Sumin Kim, Columnist

On August 31st, 2017, the summer transfer market officially ended. This transfer market was one of the hottest transfer markets in the history of European soccer. Paris Saint-Germain (PSG) used approximately €222M ($266M) to sign Neymar, and now PSG has to pay Monaco €180M ($215M) before the 2018/2019 season starts.

A year ago, José Mourinho, Current Manchester United Manager, said Pogba’s transfer fee (€150M) is going to become cheaper in a few years. It turns out this statement was true. In just one year, the world’s most expensive player changed to Neymar with €222M of transfer fee.

Now we have a problem: when is this market inflation going to stop?

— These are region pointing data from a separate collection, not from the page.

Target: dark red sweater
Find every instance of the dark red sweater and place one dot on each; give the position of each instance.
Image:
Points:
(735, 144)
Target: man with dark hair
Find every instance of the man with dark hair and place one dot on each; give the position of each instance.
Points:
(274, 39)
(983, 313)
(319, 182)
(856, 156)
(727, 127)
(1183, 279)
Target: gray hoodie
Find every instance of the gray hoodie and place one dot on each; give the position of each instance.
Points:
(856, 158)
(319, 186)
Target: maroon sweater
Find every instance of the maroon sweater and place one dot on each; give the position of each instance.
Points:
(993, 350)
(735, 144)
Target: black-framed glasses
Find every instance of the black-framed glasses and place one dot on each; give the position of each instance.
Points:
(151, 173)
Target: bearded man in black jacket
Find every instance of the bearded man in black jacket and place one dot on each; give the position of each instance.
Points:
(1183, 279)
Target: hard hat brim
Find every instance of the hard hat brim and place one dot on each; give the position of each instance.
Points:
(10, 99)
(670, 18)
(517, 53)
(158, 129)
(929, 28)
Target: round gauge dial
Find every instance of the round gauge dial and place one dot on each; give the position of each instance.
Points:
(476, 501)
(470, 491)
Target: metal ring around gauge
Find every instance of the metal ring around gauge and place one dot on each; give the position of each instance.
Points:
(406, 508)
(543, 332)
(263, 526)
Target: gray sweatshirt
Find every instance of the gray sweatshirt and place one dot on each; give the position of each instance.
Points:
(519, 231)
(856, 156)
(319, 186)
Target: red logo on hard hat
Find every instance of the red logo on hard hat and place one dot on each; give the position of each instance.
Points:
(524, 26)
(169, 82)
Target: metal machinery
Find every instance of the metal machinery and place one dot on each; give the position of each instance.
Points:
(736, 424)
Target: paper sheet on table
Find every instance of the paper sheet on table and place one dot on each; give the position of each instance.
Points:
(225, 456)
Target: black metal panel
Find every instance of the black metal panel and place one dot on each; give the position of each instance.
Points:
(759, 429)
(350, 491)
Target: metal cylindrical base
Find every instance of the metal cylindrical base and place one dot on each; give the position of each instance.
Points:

In my opinion this market inflation has to be stopped by some kind of regulation. A player used to be worth £5M; now almost every player starts with £10M. This is just ridiculous.

Now, €10M for each player isn’t even worth enough to come out as a news headline. If a club spent more than £10M per player, they will need much more money than just £10M, and that indicates just how much the European soccer market has expanded.

However, if someone were to ask if the market actually expanded, I would have to say no. Economy analyzing company “Vysyble” published a report about the Premier League (PL) clubs. The report said that the PL clubs have an average of  £876,000 deficit every day. In the report, Vysyble said that PL is economically failing. Big clubs are spending so much money on transfers and player salaries, however their income does not match the immense spendings.

The second reason is that people can’t understand why clubs are using so much money on “non-verified” players. In 2016, Manchester bought Paul Pogba for £100M from Juventus. This year they bought Lukaku for £100M from Everton. They are both great players, however people are questioning if they’re actually worth that much money.

Most of the PL clubs now have a chance to do a “big signing”. A big signing refers to the process where a club buys famous players with a big transfer budget. Because of the whole league over-investing issue, the players’ prices increase.

There were a limited numbers of players who are already verified, so clubs started to value players based on their future ability over their current ability.

This process lead to many failures, and the profit did not match the tremendous amount of investments spent, resulting in some clubs finding themselves in an economic crisis.

There is already an existing solution for this market inflation, which is named the Financial Fair Play (FFP), but there are just so many ways to get around it. A great example is PSG who spent €405M. UEFA is investigating the FFP issue, however most people think they can efficiently get around it. In my opinion, UEFA has to make the FFP regulation more strict so it becomes actually effective.

Sir Alex Ferguson’s Manchester United only used €789M throughout his 30 year period in Man United, and was able to win 38 trophies. But after him, three managers spent nearly €777M in five years. This inflation has to be stopped to avoid an economic crisis.